Court Holds Corporation "Coulda, Shoulda" Revived Itself

California law provides that a domestic corporation that fails to pay certain taxes and penalties may have its corporate rights and privileges suspended.  Cal. Rev. & Tax. Code § 23301.  While suspended, a corporation may not prosecute or defend an action or even appeal from an adverse judgment.  A corporation can regain its powers by filing all required tax returns, paying the necessary taxes, penalties and fees, and applying to the Franchise Tax Bard for a certificate of revivor.  Cal. Rev. & Tax. Code § 23305.  Importantly, revival of corporate powers is without prejudice to any action, defense or right that accrued by reason of the suspension.  Cal. Rev. & Tax. Code § 23305a (voidable, but not rescinded, contracts are subject to cure under Section 23305.1).

What happens when a notice of appeal is timely filed by a suspended corporation?  The California Supreme Court has held that revival of corporate powers will validate an earlier invalid notice of appeal even if the time for filing a notice of appeal had run before the revival.  Bourhis v. Lord, 56 Cal. 4th 320 (2013).

Matters are quite different, however, when a statute of limitations is at issue.  If a suspended corporation commences an action while suspended and the statute of limitations runs before the corporation is revived, then the revival does not prevent the running of the statute.

If The Subjunctive Mood Is Moribund Why Do We Still Use It?

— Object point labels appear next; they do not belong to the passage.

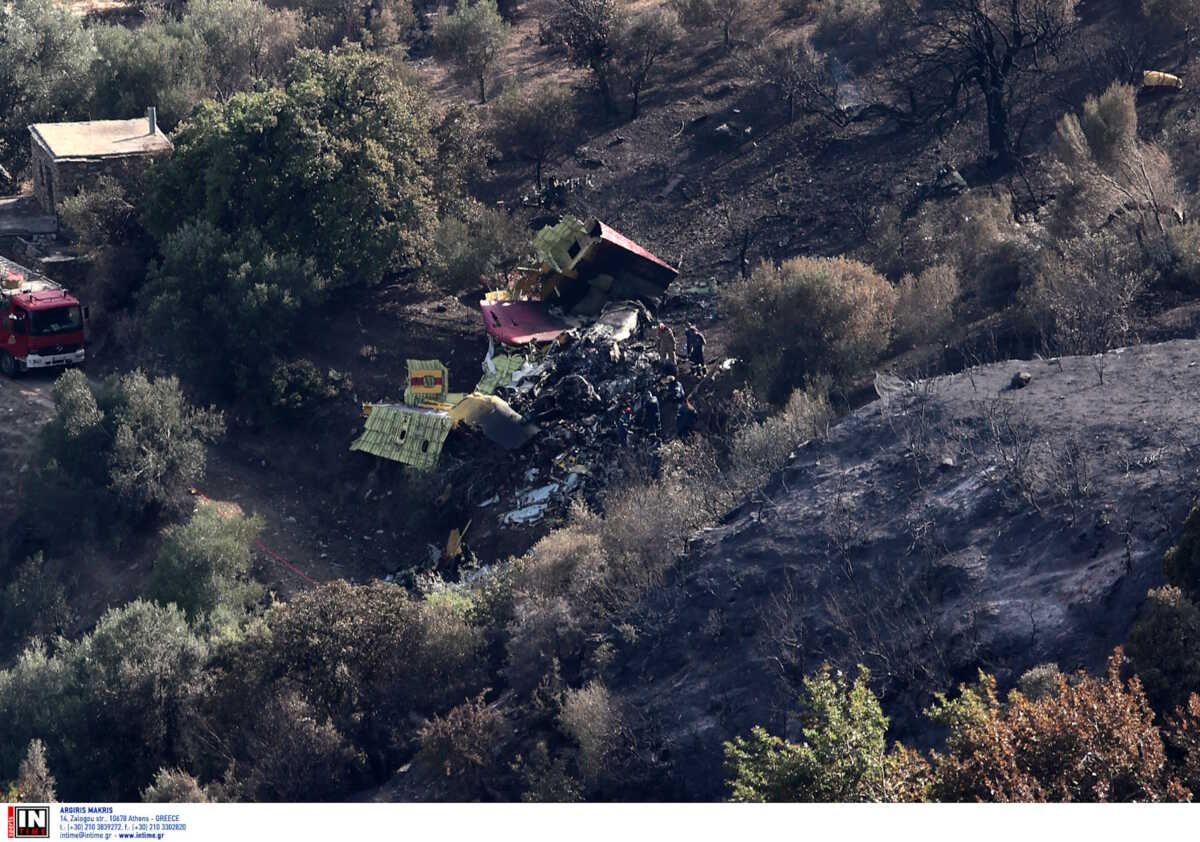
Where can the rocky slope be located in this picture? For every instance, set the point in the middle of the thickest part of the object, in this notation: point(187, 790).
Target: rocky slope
point(955, 524)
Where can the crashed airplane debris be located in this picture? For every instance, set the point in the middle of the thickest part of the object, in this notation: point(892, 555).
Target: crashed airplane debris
point(415, 432)
point(569, 398)
point(583, 268)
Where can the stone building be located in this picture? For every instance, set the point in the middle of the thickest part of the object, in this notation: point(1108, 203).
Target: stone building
point(70, 156)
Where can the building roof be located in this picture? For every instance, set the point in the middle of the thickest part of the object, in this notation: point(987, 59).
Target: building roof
point(100, 138)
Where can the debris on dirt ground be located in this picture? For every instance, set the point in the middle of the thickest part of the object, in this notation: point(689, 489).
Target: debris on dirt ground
point(413, 435)
point(1161, 79)
point(1020, 380)
point(575, 373)
point(949, 181)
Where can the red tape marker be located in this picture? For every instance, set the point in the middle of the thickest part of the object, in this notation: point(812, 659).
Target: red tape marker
point(271, 554)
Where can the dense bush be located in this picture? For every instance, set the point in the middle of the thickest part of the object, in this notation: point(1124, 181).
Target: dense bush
point(346, 134)
point(376, 24)
point(275, 198)
point(465, 744)
point(1164, 647)
point(174, 786)
point(1105, 174)
point(117, 455)
point(1091, 740)
point(925, 305)
point(45, 52)
point(472, 37)
point(1083, 296)
point(1181, 565)
point(473, 247)
point(589, 32)
point(107, 705)
point(648, 36)
point(203, 564)
point(299, 755)
point(843, 758)
point(809, 317)
point(367, 655)
point(214, 49)
point(1185, 250)
point(35, 602)
point(534, 124)
point(34, 779)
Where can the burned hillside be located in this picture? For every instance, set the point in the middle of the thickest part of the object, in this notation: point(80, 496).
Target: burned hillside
point(985, 521)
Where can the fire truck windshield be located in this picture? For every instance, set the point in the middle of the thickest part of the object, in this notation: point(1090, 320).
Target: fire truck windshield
point(55, 320)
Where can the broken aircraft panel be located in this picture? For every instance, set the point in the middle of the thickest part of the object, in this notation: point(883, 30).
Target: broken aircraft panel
point(517, 323)
point(427, 382)
point(408, 434)
point(586, 265)
point(497, 420)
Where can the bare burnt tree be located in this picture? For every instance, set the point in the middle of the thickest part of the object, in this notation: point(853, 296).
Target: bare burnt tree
point(949, 49)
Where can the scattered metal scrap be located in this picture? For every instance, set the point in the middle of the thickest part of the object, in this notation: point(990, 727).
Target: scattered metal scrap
point(582, 269)
point(568, 385)
point(1161, 79)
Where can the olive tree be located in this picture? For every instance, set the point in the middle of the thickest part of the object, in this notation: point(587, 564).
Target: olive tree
point(534, 124)
point(648, 36)
point(472, 38)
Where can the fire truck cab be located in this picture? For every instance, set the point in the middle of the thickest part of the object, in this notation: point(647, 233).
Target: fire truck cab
point(41, 323)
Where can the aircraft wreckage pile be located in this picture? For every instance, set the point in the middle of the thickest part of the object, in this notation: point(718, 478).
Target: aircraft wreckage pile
point(571, 355)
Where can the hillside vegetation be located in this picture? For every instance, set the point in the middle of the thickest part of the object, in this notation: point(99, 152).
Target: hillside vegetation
point(927, 539)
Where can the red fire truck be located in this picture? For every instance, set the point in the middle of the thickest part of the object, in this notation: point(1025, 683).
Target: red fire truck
point(41, 324)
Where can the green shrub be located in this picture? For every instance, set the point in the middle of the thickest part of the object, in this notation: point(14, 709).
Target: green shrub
point(46, 53)
point(108, 704)
point(174, 786)
point(761, 449)
point(298, 386)
point(203, 564)
point(843, 757)
point(472, 37)
point(369, 655)
point(34, 779)
point(35, 602)
point(534, 124)
point(469, 250)
point(1164, 648)
point(120, 453)
point(297, 755)
point(1185, 251)
point(925, 305)
point(809, 317)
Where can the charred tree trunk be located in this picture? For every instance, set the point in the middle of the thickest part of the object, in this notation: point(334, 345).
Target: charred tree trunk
point(1000, 139)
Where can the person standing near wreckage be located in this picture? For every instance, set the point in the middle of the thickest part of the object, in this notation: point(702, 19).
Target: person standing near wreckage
point(666, 344)
point(652, 415)
point(695, 347)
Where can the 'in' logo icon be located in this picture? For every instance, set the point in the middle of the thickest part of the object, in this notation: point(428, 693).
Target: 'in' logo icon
point(29, 823)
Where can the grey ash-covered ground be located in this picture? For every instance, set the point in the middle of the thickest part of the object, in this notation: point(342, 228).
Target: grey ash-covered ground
point(953, 525)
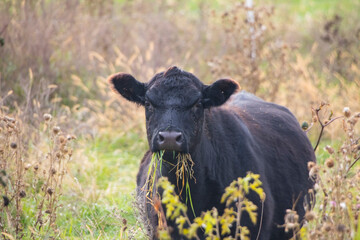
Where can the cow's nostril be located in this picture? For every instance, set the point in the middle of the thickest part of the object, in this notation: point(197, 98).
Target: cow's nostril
point(161, 137)
point(179, 138)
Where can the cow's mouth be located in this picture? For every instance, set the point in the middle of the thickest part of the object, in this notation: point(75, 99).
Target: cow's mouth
point(170, 141)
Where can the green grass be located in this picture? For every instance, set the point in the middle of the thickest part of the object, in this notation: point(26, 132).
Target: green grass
point(95, 204)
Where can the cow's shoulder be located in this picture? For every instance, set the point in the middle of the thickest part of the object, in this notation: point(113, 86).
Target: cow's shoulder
point(251, 107)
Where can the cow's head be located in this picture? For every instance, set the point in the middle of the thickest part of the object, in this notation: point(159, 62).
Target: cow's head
point(174, 103)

In Tabarrejo v. Superior Court, 2014 Cal. App. LEXIS 1177 (Cal. App. 6th Dist. Nov. 24, 2014), the California Labor Commissioner awarded an employee over $130,000 for unpaid wages and wage-related claims.  The corporate employer appealed the order to the Superior Court and posted an undertaking as required by Labor Code § 98.2. The corporation, although suspended, filed a notice of appeal.  When the corporation thereafter failed to revive itself, it argued that the Superior Court lacked jurisdiction to accept the undertaking that it had posted when it filed its notice of appeal.  The Court of Appeal, however, did not buy that argument:

When PRH [the corporation] filed its appeal in the trial court, there was always a possibility that it would cure its incapacity by reviving its corporate powers.  . . . That PRH elected not to revive its powers and retroactively validate its prior litigation activity did not retroactively divest the court of jurisdiction to hear the appeal.  The court had jurisdiction over the parties and the subject matter when the appeal and the undertaking were filed; it also had jurisdiction months later to dismiss the action based on PRH's incapacity.  PRH's decision not to cure its incapacity affected PRH's right to proceed with the litigation, but it did not divest the trial court of jurisdiction.

Id. at *32-*33.

The Court of Appeal's holding hinges upon the potential, yet contrary to fact, status of the corporation.  In Latin, actions that didn't occur or that might occur are expressed in what is known as the subjunctive mood.  Much to the dismay of many a student, the Romans really liked the subjunctive mood.  English, however, uses the subjunctive mood only rarely (H.W. Fowler called it "moribund").  Perhaps the most common example in English is the use of "were" instead of "was" as in "If I were you, . . .".   It is also why resolutions are often expressed using "be" as in "I move that Ms. Jones be nominated . . .".

Tabarrejo is an odd case.  It's not often that you see an appellant argue that the court doesn't have jurisdiction over an appeal initiated by the appellant.  The motivation in this case was to set aside the forfeiture of the undertaking to the employee.